Travelling Light


Fidelities  Ian Seed (22pp, The Red Ceiling Press)


I love Ian Seed's poetry. His strange dreamy 'narratives' which are also non-narrative have a vague yet crystal hard precision which is not easy to encapsulate or describe. Take this extract from 'Phantom Limbs - After Maurice Merleau-Ponty'- , where the phenomenological preoccupations of the philosopher tie in with the teasing
enticements of the poet:

     If we break a stone, we can feel its pieces, but once
     a picture is torn, it no longer exists. Yet if I look
     or remember long enough, a constellation emerges,

     pregnant with texture. É.
          (from 'Phantom Limbs')

You think about those phrases, imagine them visually and in terms of their ideas, then move on to the next puzzling statement, embracing an overall lightness of touch which is so central to Seed's writing. His shifts from the abstract to the concrete, his flitting between world and idea, language and image, are superbly constructed and so pleasurable to read, ponder, experience and luxuriate in. Yet there's often a melancholy undertone, hinting at the sinister, which splices an evasive non-descriptive quality with a taut lyricism, which combines late surrealism with something more contemporary:

                                             The path
     loses itself in the trees. Faces
     fade, so that in the end you have to

     invent new ones, made up
     of bits and pieces of those you knew
     and loved, or couldn't, before.

          (from 'Absences')

There's an element of game-playing about this writing which is constantly puzzling and elusive, always implying a 'somewhere else', a location or a state beyond  that which is being 'described' and yet this poetry is as material and of the 'here and now' as it could possibly be. I suspect there is also a degree of autobiography going on here, a flash of memory - 'Why, lad, are you here?' (from 'Vein') which is embraced in a general onflow of lyrical exploration which is both specific to the poem and has a more 'universal' communicative effect which speaks to a wider audience, even though we will all take away a somewhat different experience from our reading.

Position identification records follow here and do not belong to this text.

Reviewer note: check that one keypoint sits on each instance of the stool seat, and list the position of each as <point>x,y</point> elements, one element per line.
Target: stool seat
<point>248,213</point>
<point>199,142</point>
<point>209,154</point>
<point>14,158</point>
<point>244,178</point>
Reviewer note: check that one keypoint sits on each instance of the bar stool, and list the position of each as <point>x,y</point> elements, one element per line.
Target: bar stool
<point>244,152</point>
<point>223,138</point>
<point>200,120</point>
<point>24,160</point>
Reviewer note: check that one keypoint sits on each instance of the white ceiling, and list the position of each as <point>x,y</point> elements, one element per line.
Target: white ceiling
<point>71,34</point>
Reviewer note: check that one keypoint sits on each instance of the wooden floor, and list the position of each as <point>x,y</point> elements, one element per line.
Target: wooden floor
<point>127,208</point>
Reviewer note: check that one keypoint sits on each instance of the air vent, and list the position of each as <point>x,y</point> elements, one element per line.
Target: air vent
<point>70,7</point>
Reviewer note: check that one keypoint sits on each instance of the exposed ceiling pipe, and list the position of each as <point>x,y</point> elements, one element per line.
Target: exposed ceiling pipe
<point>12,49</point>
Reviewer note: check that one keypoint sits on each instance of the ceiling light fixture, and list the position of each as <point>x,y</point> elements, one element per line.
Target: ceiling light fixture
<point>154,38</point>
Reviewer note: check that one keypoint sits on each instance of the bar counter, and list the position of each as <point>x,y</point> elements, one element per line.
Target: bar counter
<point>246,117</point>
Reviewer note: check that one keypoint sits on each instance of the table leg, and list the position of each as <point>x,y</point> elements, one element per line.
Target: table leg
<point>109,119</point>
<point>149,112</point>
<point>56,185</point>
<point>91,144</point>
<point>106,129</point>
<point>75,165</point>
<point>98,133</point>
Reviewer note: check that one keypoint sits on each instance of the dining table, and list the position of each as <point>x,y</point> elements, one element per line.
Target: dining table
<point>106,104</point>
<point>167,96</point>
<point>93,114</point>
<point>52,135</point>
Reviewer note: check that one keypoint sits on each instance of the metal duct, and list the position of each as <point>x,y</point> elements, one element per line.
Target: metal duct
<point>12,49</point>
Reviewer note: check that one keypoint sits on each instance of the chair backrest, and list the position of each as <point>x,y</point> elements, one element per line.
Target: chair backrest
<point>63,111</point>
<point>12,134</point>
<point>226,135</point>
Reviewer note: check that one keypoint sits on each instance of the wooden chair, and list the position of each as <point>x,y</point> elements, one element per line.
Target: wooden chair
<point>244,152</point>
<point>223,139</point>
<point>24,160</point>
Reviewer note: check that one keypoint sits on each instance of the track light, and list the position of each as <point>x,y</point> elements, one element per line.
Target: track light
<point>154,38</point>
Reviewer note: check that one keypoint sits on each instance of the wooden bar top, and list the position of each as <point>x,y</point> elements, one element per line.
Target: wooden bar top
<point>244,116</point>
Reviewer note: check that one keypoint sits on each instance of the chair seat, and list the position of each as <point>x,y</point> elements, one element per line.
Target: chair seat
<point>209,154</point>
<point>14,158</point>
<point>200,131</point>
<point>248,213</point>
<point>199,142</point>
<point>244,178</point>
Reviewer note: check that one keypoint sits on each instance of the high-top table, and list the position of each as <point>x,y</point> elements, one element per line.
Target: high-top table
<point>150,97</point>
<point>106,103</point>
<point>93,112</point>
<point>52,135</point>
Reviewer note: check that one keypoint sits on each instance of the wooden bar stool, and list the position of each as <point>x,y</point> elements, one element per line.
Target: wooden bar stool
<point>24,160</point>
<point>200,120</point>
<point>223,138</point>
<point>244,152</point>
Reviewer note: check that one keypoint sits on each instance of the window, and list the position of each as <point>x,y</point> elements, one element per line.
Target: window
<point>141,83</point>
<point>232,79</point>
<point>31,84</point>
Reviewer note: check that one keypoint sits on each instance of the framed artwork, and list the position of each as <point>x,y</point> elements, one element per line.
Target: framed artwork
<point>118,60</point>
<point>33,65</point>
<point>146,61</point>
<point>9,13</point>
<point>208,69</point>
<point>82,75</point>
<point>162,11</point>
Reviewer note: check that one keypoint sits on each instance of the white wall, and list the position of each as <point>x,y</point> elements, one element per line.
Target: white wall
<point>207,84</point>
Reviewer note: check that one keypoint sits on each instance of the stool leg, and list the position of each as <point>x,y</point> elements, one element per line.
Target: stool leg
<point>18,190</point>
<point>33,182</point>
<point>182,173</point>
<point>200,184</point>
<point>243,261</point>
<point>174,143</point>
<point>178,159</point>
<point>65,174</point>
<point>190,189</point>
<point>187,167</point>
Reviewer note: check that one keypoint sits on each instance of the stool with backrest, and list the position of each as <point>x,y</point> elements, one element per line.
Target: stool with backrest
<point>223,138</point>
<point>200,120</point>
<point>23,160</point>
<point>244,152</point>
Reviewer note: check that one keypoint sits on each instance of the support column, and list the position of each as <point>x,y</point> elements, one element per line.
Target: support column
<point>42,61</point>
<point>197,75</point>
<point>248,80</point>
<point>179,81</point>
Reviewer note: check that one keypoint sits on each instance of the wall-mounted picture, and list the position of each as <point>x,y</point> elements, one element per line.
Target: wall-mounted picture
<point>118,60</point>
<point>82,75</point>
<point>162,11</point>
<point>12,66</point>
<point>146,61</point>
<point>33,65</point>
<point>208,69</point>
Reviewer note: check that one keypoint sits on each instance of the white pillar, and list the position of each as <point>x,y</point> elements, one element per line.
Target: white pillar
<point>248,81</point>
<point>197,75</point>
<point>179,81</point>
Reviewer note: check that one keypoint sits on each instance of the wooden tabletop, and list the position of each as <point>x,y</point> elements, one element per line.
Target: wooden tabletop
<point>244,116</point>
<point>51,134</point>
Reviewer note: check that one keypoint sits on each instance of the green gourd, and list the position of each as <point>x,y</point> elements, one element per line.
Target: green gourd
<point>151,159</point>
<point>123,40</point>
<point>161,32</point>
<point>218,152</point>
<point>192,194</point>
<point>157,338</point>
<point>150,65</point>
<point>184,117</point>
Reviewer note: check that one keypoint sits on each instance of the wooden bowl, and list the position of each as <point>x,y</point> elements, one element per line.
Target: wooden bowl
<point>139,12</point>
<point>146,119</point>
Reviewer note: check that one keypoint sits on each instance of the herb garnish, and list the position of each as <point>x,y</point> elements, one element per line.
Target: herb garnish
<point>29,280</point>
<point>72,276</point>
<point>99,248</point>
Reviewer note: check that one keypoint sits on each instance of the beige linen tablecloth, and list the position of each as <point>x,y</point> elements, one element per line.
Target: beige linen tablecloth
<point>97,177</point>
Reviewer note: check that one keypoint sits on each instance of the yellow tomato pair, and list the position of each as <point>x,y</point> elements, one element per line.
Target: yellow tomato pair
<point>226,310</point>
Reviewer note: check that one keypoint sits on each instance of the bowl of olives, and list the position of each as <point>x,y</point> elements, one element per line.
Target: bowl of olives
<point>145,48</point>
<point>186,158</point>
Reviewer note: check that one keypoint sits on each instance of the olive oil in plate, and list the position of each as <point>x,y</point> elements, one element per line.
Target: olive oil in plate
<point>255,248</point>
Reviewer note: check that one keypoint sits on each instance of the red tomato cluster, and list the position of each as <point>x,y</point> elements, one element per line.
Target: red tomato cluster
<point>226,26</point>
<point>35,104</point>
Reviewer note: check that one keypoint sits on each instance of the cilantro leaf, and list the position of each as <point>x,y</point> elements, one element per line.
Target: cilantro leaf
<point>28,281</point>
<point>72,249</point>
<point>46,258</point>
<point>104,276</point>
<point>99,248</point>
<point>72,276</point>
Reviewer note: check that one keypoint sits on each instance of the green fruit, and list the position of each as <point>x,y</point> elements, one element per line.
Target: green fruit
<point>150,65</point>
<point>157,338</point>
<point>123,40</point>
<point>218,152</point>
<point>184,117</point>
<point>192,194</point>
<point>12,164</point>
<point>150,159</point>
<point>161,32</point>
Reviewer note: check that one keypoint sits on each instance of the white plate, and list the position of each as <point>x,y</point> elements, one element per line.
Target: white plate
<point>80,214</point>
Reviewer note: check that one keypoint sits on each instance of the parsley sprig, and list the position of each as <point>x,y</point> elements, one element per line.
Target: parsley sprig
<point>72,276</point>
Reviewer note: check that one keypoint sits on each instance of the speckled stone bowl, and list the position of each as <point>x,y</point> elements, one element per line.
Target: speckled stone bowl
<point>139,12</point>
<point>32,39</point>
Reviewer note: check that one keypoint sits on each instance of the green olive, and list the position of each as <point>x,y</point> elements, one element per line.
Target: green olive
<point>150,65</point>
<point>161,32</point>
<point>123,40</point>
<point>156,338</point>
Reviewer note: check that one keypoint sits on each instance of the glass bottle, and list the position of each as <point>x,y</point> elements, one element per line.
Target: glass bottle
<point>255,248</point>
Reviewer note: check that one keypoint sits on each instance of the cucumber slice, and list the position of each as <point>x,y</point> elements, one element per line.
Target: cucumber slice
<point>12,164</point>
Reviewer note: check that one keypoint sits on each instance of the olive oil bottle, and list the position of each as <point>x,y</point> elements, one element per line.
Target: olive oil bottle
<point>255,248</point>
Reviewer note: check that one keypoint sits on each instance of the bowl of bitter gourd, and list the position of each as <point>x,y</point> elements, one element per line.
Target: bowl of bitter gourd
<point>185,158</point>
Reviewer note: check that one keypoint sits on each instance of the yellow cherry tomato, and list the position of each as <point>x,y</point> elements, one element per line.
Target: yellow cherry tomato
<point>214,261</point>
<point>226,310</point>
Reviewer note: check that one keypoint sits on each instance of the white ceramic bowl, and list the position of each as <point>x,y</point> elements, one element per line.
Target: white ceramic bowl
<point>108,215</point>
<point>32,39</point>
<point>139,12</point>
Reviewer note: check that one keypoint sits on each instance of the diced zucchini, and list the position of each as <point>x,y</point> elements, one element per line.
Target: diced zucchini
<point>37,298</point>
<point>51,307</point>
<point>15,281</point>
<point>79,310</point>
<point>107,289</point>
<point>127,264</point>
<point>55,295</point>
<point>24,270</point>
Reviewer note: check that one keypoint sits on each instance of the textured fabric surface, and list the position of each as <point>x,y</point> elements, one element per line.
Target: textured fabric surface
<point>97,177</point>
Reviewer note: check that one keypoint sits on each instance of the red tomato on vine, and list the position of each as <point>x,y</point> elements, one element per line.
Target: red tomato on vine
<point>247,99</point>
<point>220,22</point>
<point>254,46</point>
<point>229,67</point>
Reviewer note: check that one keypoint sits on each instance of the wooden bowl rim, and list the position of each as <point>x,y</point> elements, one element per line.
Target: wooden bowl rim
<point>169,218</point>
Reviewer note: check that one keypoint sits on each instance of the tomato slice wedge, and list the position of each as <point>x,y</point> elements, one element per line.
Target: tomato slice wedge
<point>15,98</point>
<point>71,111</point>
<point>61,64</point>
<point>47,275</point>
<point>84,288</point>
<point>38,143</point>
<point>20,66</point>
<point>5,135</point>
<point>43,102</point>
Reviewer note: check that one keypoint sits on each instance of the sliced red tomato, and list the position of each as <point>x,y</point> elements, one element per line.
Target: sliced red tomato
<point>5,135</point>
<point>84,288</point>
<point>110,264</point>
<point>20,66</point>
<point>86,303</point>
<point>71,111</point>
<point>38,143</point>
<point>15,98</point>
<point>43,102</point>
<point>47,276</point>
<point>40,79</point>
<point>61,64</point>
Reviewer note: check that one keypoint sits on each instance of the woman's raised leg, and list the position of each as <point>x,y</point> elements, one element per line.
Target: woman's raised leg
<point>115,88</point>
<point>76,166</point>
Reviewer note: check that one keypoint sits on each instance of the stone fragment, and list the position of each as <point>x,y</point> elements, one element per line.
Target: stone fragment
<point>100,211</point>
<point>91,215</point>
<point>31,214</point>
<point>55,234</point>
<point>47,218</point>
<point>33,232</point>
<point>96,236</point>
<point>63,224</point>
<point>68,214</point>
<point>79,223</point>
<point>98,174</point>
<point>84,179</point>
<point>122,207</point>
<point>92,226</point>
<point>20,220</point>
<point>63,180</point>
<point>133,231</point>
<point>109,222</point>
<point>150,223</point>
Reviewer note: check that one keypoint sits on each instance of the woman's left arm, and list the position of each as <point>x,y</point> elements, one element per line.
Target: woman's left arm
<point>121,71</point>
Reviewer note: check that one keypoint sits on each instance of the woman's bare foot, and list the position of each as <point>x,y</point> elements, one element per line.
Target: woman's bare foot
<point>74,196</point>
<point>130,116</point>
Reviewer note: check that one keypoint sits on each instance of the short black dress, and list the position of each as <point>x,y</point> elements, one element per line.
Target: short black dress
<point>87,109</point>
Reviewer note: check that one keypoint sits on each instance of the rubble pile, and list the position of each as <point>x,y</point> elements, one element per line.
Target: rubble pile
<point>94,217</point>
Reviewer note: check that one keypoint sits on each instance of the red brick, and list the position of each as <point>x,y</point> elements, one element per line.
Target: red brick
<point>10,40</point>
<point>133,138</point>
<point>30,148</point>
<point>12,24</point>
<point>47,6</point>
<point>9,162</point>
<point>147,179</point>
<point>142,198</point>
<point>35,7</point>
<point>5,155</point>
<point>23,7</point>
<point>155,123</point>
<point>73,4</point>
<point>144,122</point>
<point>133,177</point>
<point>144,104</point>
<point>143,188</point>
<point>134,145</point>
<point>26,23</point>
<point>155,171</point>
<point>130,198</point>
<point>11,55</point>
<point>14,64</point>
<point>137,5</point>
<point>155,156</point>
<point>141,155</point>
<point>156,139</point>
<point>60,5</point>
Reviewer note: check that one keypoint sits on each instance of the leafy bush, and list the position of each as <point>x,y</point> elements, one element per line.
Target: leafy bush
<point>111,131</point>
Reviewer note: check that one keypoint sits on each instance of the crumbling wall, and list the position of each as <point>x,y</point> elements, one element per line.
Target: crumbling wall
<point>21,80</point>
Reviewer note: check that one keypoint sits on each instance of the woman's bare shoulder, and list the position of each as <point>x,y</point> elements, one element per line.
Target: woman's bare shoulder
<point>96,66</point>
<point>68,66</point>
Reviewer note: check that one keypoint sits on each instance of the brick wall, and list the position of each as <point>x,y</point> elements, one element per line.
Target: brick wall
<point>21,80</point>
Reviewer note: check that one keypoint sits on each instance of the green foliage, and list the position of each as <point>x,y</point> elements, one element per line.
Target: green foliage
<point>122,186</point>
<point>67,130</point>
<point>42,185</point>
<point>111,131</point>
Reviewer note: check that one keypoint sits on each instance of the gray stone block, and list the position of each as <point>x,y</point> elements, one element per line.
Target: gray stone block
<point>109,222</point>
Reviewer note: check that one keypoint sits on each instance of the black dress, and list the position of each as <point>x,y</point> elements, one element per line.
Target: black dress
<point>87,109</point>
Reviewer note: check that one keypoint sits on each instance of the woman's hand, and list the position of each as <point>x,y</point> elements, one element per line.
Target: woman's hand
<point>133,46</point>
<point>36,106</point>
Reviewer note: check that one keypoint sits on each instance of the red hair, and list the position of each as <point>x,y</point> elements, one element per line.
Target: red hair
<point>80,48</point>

Seed also has a knack for commenting on his own thought-processes which is so smoothly achieved that it feels perfectly appropriate to his method, despite the fact that he's anything but a 'naturalistic' writer:

     In an age of oval-shaped romance pictures,
     dumb letters as downloads, should we scrap it all
     for 'authentic' writing, like a bloody cleft
     washed by the waves, which carry torn up

     messages away in the fringe of their flood?

          (from 'Plot')

The direct address of 'should we scrap it all' has a disarming charm, which implies a sense of being 'in the know' and qualifies the darker and more energetic imagery which follows. What are these 'oval-shaped romance pictures'? - a suggestion of fading sepia prints, perhaps? your guess is as good as mine - but the poem's grappling with the process of writing anything 'original' is humorous and self-deprecating as well as enabling the use of a somewhat lurid imagery which becomes appropriate and acceptable. This is clever writing, playful and ever open to possibility but it's also the genuine article which comes in a lovely pocket size edition, handy for use when travelling light, which is what I think Ian Seed does best!